Einer Oper geht der Atem aus

Christian Berzins, Mittelland-Zeitung (25.01.2010)

Les Dialogues des Carmélites, 23.01.2010, Bern

Das Stadttheater Bern wagt sich an Francis Poulencs Oper «Dialogues des Carmélites» von 1957. Aus der harmlosen Aufführung ragt Rachel Harnisch hervor.

In der italienischen Opernprovinz geniesst man das Verditrunken in einer samtbezogenen Loge: Ein herausragender Sänger – oft ein alternder Bariton oder ein hoffnungsvoller Tenor – soll einer Opernproduktion Glanz verleihen. Singt dann dieser «Star» seine Töne mit dreifacher Kraft wie das Restensemble, ist ihm und der ganzen Produktion derJubel sicher. Ähnliches geschieht nun am Stadttheater Bern – doch kurioserweise leidet die Produktion darunter.
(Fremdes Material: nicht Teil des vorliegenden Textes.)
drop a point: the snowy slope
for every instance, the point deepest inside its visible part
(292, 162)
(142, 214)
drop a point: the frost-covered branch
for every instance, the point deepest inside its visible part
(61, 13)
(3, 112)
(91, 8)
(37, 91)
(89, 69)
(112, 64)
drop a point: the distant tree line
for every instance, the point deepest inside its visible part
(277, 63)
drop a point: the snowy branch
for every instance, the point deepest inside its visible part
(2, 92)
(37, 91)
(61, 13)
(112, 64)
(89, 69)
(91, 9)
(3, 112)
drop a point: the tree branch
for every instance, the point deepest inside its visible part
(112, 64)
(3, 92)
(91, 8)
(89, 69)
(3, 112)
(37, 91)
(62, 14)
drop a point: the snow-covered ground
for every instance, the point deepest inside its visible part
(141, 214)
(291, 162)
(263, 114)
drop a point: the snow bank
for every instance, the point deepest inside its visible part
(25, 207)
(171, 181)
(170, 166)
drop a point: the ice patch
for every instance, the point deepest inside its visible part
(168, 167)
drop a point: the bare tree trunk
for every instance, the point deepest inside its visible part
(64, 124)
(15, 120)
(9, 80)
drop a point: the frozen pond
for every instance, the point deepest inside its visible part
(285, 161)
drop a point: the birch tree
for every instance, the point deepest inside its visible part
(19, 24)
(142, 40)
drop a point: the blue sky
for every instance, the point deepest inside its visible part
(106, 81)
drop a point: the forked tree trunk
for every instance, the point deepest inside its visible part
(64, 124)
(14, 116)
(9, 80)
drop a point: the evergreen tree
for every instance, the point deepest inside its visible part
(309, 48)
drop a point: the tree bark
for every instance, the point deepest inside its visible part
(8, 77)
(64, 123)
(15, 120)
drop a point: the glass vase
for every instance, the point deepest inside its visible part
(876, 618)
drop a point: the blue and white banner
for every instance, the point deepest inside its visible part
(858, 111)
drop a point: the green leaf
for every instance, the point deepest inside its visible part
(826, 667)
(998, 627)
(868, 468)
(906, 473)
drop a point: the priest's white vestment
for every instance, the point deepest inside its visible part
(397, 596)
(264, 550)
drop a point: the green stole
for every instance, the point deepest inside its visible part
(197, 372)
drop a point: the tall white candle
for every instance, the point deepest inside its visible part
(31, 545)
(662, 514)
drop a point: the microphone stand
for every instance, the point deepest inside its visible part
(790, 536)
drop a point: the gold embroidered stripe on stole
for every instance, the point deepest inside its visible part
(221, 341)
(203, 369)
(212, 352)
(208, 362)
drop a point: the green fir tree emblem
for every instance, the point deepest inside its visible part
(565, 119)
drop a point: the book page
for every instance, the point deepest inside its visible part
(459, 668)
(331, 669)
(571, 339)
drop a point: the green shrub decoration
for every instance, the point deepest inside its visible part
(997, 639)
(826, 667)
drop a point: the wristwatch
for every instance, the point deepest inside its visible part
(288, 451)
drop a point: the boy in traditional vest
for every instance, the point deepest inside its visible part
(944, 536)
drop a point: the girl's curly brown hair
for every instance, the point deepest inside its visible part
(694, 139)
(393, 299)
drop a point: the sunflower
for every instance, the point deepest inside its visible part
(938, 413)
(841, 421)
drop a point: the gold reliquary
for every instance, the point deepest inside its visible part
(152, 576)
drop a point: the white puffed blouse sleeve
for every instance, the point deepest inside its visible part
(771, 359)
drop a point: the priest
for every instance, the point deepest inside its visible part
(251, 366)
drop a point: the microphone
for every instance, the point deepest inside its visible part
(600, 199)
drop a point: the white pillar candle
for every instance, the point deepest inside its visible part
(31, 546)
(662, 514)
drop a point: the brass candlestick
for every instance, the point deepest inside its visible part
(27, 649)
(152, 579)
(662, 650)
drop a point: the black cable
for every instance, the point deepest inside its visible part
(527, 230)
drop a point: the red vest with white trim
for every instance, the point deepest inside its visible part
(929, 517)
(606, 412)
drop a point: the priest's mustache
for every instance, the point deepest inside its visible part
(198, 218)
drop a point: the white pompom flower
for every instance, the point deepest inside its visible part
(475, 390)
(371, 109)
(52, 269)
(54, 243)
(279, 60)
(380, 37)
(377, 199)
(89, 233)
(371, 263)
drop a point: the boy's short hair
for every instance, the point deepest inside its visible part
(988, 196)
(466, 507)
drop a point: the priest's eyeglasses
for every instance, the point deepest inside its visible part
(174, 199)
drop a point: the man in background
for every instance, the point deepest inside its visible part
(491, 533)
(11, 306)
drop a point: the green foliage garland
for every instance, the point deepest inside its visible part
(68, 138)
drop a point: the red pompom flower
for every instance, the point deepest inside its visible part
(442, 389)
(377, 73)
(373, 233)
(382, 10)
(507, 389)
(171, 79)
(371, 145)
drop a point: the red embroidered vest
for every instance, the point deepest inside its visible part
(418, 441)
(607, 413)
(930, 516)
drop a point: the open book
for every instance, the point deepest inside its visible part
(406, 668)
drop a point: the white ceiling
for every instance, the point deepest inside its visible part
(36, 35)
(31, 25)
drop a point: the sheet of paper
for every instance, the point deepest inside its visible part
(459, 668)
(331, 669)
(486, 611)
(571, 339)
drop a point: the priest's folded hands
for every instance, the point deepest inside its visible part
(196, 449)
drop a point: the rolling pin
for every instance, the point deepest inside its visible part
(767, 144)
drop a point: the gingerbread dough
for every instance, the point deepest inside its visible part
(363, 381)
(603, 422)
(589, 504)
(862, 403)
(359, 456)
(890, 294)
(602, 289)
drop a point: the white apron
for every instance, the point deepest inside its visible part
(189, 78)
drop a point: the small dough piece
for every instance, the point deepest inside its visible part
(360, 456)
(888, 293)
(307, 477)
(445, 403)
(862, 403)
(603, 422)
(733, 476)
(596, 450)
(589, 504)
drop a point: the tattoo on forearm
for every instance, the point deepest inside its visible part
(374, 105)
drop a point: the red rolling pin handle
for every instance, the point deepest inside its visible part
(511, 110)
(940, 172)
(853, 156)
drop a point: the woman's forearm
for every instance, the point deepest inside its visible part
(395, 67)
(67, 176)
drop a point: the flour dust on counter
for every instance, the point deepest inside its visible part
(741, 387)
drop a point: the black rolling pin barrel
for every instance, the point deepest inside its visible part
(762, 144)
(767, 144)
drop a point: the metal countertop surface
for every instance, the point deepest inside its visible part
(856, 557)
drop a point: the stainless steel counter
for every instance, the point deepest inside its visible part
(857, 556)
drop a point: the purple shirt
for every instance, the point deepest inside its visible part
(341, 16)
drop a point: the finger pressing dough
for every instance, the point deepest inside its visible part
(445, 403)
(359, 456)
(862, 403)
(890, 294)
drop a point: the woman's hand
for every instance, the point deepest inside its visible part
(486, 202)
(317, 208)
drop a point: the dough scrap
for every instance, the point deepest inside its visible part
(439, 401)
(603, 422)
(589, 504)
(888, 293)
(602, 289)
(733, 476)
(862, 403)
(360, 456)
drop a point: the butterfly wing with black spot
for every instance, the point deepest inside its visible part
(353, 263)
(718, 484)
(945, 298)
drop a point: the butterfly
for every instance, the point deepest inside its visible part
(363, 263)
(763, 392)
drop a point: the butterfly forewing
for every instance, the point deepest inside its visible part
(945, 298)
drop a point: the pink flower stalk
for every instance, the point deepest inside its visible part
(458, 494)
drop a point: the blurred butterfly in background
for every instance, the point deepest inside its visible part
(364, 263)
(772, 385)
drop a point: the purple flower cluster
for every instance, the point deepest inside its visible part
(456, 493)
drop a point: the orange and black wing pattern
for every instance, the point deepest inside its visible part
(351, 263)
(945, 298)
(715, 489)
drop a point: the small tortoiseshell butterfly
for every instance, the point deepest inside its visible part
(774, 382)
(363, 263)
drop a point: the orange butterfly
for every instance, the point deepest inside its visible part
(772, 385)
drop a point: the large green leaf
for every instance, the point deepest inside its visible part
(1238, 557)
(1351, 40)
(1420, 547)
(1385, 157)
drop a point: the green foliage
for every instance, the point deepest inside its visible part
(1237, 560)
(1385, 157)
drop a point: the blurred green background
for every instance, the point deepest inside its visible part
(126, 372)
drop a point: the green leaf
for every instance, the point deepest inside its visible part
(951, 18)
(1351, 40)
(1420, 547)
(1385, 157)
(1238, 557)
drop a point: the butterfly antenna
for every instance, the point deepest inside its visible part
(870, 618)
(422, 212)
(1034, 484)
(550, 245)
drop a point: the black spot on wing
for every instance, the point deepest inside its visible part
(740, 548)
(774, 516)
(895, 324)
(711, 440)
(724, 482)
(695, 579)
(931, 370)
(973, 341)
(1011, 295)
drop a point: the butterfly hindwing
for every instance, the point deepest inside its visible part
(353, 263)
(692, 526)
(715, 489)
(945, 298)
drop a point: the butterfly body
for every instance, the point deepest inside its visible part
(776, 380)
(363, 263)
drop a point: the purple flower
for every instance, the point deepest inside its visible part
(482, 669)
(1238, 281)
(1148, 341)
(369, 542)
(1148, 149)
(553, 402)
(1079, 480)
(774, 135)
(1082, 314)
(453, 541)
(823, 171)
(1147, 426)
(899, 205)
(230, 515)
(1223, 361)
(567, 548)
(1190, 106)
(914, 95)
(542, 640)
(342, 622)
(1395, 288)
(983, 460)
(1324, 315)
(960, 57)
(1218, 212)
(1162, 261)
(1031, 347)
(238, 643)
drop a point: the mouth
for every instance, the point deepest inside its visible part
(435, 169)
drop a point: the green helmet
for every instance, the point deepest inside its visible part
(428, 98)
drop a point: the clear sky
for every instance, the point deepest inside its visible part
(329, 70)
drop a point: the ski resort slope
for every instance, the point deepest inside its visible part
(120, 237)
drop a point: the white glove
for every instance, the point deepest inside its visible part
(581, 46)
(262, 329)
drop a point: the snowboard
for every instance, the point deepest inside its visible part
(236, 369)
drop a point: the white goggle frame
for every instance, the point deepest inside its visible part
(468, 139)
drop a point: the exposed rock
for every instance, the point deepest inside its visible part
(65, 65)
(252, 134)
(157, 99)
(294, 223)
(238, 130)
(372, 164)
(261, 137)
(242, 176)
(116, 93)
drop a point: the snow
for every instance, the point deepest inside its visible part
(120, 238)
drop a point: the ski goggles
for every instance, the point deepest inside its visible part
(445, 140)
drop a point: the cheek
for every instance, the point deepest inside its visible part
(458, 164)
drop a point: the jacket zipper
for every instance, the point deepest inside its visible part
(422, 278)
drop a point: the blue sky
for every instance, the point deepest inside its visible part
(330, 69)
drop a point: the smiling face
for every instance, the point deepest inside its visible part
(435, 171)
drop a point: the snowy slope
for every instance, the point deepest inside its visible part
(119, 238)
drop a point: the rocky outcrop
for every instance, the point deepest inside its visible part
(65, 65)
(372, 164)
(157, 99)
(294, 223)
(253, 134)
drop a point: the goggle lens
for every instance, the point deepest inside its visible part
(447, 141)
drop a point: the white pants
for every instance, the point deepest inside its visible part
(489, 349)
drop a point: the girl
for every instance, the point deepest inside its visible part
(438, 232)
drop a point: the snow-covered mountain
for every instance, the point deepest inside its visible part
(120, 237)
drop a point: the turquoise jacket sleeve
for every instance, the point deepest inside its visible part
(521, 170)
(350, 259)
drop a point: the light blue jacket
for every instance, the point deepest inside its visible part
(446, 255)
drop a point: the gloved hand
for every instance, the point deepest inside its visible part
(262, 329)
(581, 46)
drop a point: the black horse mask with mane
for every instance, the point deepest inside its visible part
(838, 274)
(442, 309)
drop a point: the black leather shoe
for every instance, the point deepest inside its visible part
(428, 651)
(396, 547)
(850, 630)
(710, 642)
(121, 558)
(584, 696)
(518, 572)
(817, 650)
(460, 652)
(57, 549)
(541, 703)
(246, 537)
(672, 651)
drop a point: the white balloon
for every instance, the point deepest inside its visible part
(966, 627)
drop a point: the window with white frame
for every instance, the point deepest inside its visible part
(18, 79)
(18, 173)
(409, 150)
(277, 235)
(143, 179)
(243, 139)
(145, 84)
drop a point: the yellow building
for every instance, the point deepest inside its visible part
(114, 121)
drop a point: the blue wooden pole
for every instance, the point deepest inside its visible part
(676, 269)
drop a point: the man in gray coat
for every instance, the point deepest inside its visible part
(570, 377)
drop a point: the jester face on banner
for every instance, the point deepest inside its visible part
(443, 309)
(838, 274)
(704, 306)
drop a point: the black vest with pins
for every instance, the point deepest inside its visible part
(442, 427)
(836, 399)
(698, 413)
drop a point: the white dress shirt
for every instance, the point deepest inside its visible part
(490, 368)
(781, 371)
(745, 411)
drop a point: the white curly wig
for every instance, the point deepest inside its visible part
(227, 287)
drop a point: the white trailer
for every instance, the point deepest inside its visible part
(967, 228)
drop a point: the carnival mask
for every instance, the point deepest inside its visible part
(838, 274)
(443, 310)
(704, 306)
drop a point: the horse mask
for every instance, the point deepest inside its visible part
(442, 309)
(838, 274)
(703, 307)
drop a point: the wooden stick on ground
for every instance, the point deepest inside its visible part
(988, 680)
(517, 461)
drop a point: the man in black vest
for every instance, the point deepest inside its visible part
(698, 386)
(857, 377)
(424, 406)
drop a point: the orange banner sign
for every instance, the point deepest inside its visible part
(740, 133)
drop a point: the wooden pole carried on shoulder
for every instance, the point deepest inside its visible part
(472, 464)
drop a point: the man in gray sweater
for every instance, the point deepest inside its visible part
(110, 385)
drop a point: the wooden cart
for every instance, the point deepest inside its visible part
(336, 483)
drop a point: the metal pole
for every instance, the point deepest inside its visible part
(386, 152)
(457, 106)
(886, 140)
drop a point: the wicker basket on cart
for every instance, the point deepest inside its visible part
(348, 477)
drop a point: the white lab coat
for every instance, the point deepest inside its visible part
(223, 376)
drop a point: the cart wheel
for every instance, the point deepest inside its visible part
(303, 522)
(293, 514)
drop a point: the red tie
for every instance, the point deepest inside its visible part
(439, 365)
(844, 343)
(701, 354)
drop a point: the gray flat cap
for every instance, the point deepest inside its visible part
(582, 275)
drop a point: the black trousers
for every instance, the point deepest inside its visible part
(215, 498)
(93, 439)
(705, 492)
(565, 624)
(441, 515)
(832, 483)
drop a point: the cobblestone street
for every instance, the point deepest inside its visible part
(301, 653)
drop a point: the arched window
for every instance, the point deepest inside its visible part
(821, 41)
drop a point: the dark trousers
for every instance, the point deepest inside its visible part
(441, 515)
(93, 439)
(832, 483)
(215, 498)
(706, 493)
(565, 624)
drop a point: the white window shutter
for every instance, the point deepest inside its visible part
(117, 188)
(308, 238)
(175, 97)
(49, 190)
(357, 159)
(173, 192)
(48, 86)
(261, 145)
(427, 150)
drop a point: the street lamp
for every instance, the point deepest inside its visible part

Francis Poulencs 1957 uraufgeführte Oper «Dialo-gues des Carmélites» ist eine Ensembleoper: Da gibt es mindestens acht wichtige Rollen. Ja, eigentlich ist jedes Frauenchormitglied eine Stütze, keines erhält aber zu viel Gewicht. Aber wenn nun wie in Bern zu hören eine Sängerin völlig anders ist, da mögen die anderen noch so gut harmonieren: Sie fallen zu sehr ab.

Ob die wackere Ursula Füri-Bernhard (de Croissy), die bemühte Claude Eichenberger (Marie), die zarte Fabienne Jost (Lidoine), der quirlige Fabrice Dalis (Chevalier) – alle zelebrieren sie einen Gesang, der krampfhaft von einem Ton zum nächsten reicht: Jede Note scheint Kraft und Anstrengung zu evozieren. Jeder Effekt ist schon auf halbem Weg erahnbar – diese Art des Singens kennt keine Überraschung, da jeder die Schablone rasch durchschaut.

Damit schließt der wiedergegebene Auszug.